It almost sounds like something out of Ramsay’s Kitchen Nightmares. Mr H was employed as a chef at a family run hotel. It was owned by Mr and Mrs D, and their daughter, S, and S’s partner T also helped manage the hotel. T often helped in the kitchen.
The relationship between Mr H and T soured. Mr H thought T was obstructive and uncooperative, and T thought Mr H wouldn’t take feedback and direction. Mr H raised issues with Mr and Mrs D from time to time, so they were aware things were getting difficult between the men.
Don’t tell me how to cook steak!
The final straw though was when Mr H was cooking a steak for a customer, and T intervened with the cooking process. Now to be fair to Mr H, and having done my fair share of waitressing, I know that interfering with a chef’s steak cooking is one of the cardinal sins of the culinary world. As ever with employment matters though, it was what happened next that led to problems.
He goes or I do
Mr H felt that it was impossible to do his job given T’s involvement in the kitchen, and spoke to Mr D about this. Both sides disagreed about exactly what was said at the meeting, but the Employment Relations Authority (ERA) found that what was most likely is that Mr H raised his issues at the outset, including the ultimatum that he could not continue to work with T in the kitchen. Mr and Mrs D responded that T would definitely be staying in the kitchen to do quality control. So there was clearly an impasse.
“I guess I’ll leave then”
In response, Mr H said something along the lines of “I guess I’ll leave then”. This is the crux of the matter. Mr and Mrs D basically seized on that comment as a resignation, and straightaway started looking for a new chef. When they found one shortly afterwards, they immediately told Mr H that the new chef was starting and Mr H could go home (albeit they paid him three weeks in lieu of notice).
The ERA decided that a fair and reasonable employer would not have relied on those words as a resignation. The employer should have clarified with Mr H when everyone had calmed down, and made sure that he actually wanted to leave. They should have got him to confirm this in writing.
This is a key lesson for employers. Spoken statements, especially those said in the heat of the moment, should rarely be relied on in employment matters.
Even an apparently unequivocal “I quit” followed by the employee storming out of the workplace shouldn’t be taken for granted as a resignation that can be relied upon if challenged by the employee.
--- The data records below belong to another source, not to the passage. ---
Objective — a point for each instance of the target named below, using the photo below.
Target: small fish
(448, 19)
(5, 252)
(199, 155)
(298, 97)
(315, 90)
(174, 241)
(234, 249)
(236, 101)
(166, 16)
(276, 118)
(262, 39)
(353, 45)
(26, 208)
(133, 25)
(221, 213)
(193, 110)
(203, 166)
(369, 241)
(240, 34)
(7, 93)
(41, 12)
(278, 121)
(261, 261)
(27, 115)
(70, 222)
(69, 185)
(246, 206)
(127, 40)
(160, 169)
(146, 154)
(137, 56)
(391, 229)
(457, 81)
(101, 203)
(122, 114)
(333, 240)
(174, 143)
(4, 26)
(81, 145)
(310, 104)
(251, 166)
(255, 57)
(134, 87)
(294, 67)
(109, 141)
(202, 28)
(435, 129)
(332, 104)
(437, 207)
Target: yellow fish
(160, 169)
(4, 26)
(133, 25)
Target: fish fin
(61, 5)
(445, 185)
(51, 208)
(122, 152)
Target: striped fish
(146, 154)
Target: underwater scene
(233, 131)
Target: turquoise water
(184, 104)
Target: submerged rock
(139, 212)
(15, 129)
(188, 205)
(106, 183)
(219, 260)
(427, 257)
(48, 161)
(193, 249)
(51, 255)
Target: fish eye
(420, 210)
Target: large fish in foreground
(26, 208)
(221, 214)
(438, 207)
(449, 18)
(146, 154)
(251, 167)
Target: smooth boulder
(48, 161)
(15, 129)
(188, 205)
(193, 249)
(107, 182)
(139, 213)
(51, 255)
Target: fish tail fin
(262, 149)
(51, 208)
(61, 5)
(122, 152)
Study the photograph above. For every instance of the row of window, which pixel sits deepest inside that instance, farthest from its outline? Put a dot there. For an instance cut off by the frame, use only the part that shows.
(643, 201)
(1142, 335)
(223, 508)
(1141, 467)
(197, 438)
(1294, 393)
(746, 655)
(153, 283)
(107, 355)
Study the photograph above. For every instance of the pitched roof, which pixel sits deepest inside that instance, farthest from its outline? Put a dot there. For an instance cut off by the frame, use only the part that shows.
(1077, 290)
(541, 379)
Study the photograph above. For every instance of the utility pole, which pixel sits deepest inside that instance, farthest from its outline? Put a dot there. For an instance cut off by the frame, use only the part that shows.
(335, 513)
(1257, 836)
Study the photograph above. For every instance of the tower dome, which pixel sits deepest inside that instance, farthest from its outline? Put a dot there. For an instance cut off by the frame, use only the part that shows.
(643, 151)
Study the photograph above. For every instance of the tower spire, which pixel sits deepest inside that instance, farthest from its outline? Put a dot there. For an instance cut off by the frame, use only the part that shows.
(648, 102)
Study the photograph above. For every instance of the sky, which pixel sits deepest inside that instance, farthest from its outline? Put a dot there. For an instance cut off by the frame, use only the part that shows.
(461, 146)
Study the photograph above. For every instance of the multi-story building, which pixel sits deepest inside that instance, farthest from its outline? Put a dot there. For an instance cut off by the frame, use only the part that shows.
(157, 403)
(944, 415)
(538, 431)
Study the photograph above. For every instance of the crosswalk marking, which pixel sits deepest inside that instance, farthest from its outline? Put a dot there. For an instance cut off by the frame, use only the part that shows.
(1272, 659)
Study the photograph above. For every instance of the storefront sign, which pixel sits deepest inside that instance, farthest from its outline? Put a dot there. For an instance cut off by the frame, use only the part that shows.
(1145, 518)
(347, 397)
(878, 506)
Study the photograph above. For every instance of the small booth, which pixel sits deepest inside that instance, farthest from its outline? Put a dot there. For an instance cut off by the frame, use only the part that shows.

The law recognises the need for a cooling off period in such circumstances, and the employer should follow this up with the employee and check what they want to do. Generally if they say they didn’t mean it and want to stay after all, they should be allowed to (subject of course to any related disciplinary processes that may need to happen).
It was also held that, although Mr and Mrs D had performance concerns about Mr H, and even though Mrs D had raised issues with Mr H from time to time, these should have been put to him in a formal process that gave him an opportunity to respond.
An expensive dismissal
It was held that Mr H had been unfairly dismissed. He was awarded 8 weeks lost wages (less the three weeks already paid to him), as well as $7000 compensation for embarrassment and humiliation. This last compensation arose because the “resignation” meeting had been held in front of other people at the hotel bar, and the dismissal had affected his career prospects and raised unfounded challenges to his professionalism, including an allegation that Mrs D had contacted his referees in a way that suggested he was dishonest. Employers, don’t do this. It’s expensive.
Overall then, another reminder for employees to take care with dismissals, even (or especially) when it looks like a resignation. You might just face a Nightmare otherwise.